While it’s important to properly immobilize and take the load off of your injured muscle immediately, it’s also important to find other ways to stay active, Srisethnil says. For example, if you strained your calf or hamstring muscle, you can still do seated or supine upper-body and core exercises, or swim without kicking (perhaps using a flotation belt). “As long as your body movements are not painful to the injured muscle, you are resting it,” she says. “Too often, we see athletes stop their workouts completely to ‘rest their leg’ and end up losing flexibility and body conditioning.”
DO: Consider a magnesium supplement
For this reason, “it is worthwhile to discuss magnesium supplementation with your doctor, as it has been shown to help with muscle soreness,” DeCaria notes. The average adult man needs 400 to 420 milligrams of magnesium per day, while the average adult woman needs 310 to 320, according to the National Institutes of Health (NIH).
DO: Take warm bath Epsom salt baths
Speaking of magnesium, magnesium sulfate—better known as Epsom salt—can be a great addition to a bath when you have a pulled muscle. “A warm bath with Epsom salt can help ease muscles,” says DeCaria.
In addition to the magic of the magnesium, the hot water itself can also help to relax your muscles, she adds. Bonus points for using an essential oil like lavender (or lavender-infused bath salts), which can promote even further relaxation.
DO: Try topical menthol
“I am a big fan of menthol-based products for muscle strains,” says DeCaria. Research suggests that cooling menthol (the active compound in peppermint) can help to ease muscle discomfort and soreness.
Not sure what to use?

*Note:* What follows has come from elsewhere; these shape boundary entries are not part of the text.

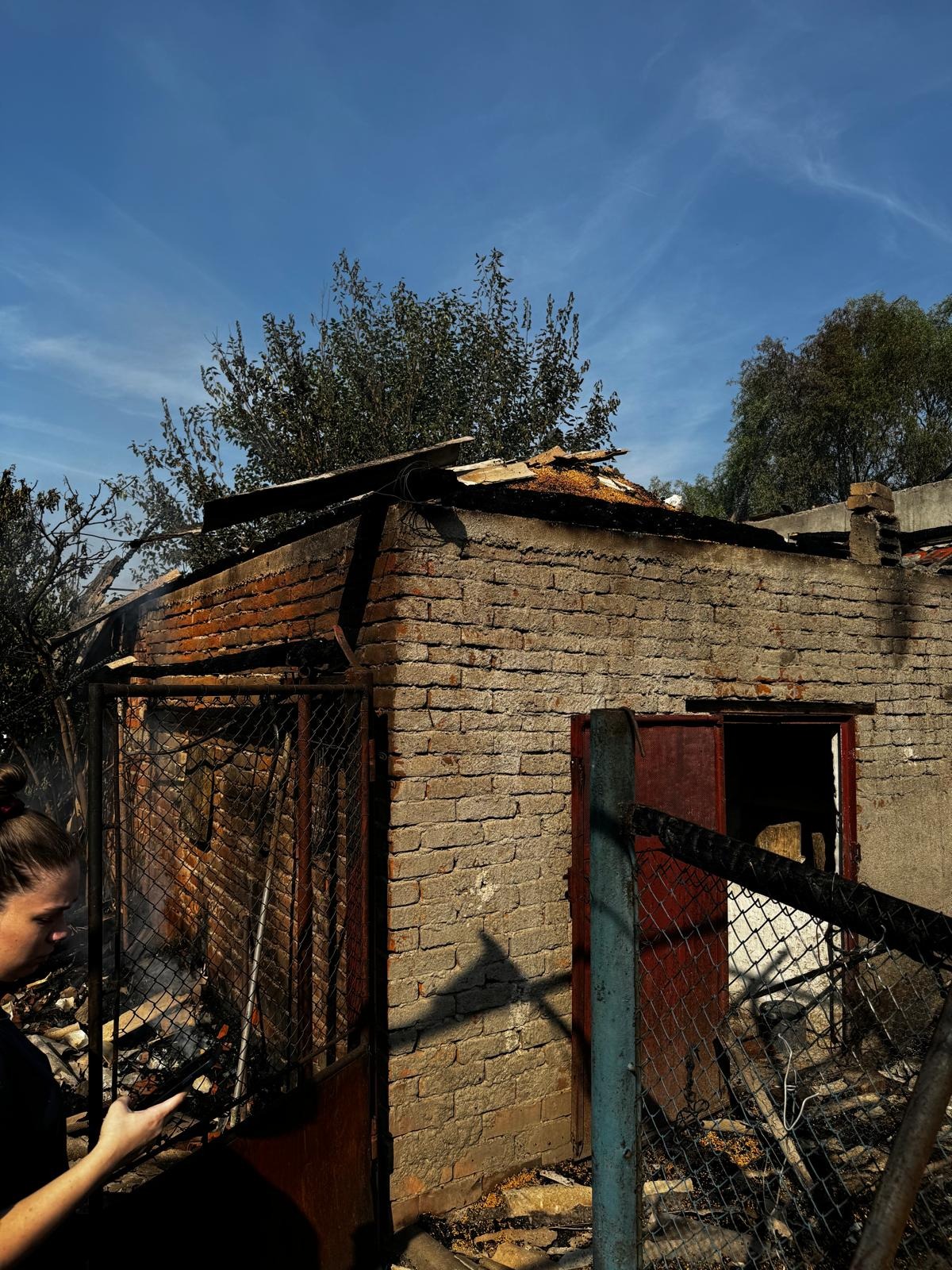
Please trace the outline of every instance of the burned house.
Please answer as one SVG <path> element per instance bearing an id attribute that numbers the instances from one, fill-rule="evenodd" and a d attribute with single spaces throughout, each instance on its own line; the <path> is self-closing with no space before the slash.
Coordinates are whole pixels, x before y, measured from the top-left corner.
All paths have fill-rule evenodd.
<path id="1" fill-rule="evenodd" d="M 366 958 L 376 980 L 386 1063 L 377 1157 L 397 1226 L 586 1143 L 592 710 L 632 712 L 645 803 L 952 911 L 952 582 L 899 566 L 902 526 L 894 532 L 887 508 L 858 495 L 858 560 L 848 521 L 797 541 L 702 519 L 605 471 L 612 456 L 476 469 L 453 467 L 457 457 L 444 447 L 212 504 L 209 527 L 293 507 L 311 519 L 166 582 L 117 610 L 99 636 L 100 654 L 108 646 L 123 663 L 142 728 L 174 732 L 146 695 L 164 685 L 367 687 L 363 751 L 362 725 L 353 735 L 367 770 L 371 874 L 371 913 L 358 906 L 354 922 L 366 921 L 368 939 L 335 925 L 327 892 L 314 959 L 331 937 L 343 958 L 349 939 L 352 961 Z M 289 734 L 278 719 L 274 737 Z M 227 744 L 236 742 L 240 730 Z M 183 875 L 187 898 L 166 918 L 209 931 L 220 964 L 221 932 L 240 923 L 241 906 L 228 909 L 204 874 L 203 889 L 188 880 L 206 867 L 215 826 L 245 817 L 228 848 L 236 860 L 259 843 L 242 874 L 251 911 L 268 871 L 260 841 L 291 852 L 298 832 L 296 759 L 282 757 L 279 739 L 255 754 L 239 795 L 203 777 L 201 756 L 182 759 L 184 828 L 164 867 Z M 341 780 L 330 758 L 306 762 L 325 785 Z M 288 795 L 265 823 L 254 790 L 269 779 Z M 324 823 L 326 795 L 308 798 L 306 815 Z M 289 895 L 283 857 L 274 878 Z M 707 903 L 716 925 L 731 897 Z M 802 947 L 781 950 L 787 965 L 819 955 L 797 937 Z M 645 1010 L 689 1008 L 666 994 L 673 968 L 721 956 L 704 963 L 669 940 L 646 978 Z M 749 939 L 735 936 L 727 956 L 743 974 Z M 275 963 L 261 1013 L 286 970 Z"/>

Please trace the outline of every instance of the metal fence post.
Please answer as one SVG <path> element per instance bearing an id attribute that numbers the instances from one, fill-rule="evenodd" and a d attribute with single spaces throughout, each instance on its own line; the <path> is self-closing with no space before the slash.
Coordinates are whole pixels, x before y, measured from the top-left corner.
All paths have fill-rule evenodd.
<path id="1" fill-rule="evenodd" d="M 89 686 L 86 745 L 86 904 L 89 913 L 89 1146 L 103 1124 L 103 685 Z"/>
<path id="2" fill-rule="evenodd" d="M 850 1270 L 889 1270 L 952 1099 L 952 992 L 925 1052 Z"/>
<path id="3" fill-rule="evenodd" d="M 637 884 L 627 824 L 635 753 L 623 710 L 592 712 L 594 1270 L 641 1267 Z"/>

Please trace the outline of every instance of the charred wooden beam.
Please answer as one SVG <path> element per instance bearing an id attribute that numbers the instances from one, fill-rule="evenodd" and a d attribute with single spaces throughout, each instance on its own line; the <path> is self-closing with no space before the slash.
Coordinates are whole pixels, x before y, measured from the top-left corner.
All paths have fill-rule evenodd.
<path id="1" fill-rule="evenodd" d="M 305 476 L 302 480 L 230 494 L 227 498 L 213 498 L 202 508 L 202 528 L 206 532 L 223 530 L 231 525 L 254 521 L 259 516 L 325 508 L 371 491 L 393 491 L 397 490 L 400 480 L 414 469 L 449 467 L 457 462 L 459 451 L 468 441 L 472 441 L 472 437 L 454 437 L 438 446 L 374 458 L 357 467 Z"/>
<path id="2" fill-rule="evenodd" d="M 882 940 L 924 965 L 952 958 L 952 918 L 910 904 L 838 874 L 795 864 L 759 851 L 746 842 L 704 829 L 691 820 L 636 804 L 632 832 L 656 837 L 668 855 L 683 864 L 717 874 L 871 940 Z"/>

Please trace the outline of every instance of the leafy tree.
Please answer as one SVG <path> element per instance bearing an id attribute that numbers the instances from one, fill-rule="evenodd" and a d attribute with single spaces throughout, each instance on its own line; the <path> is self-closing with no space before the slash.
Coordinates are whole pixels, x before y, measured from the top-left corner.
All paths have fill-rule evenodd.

Try MikaNaturals Arnica & Yucca Gel, which also contains menthol and peppermint to help cool and relax sore muscles and ease everyday aches and pains.
DON’T: Try to Stretch or Exercise the Pain away
While stretching can be helpful later on in the rehab process, after you’ve regained some comfortable mobility, it’s a no-go early on.
“Resist the urge to overstretch a strained muscle, which can cause changes in muscle tissue and increase scar tissue formation, preventing the typical tissue healing needed for muscle fiber regeneration,” says Graber.
It’s equally important to avoid the desire to exercise through the pain as it is to stretch the pain away. “Returning to your sport or vigorous activity with the strained muscle too soon can delay recovery, or, worse, create further injury to the muscle tissue,” says Srisethnil. The best way to know if you’re ready to return to specific exercises or your sport is to consult an expert, like a physical therapist.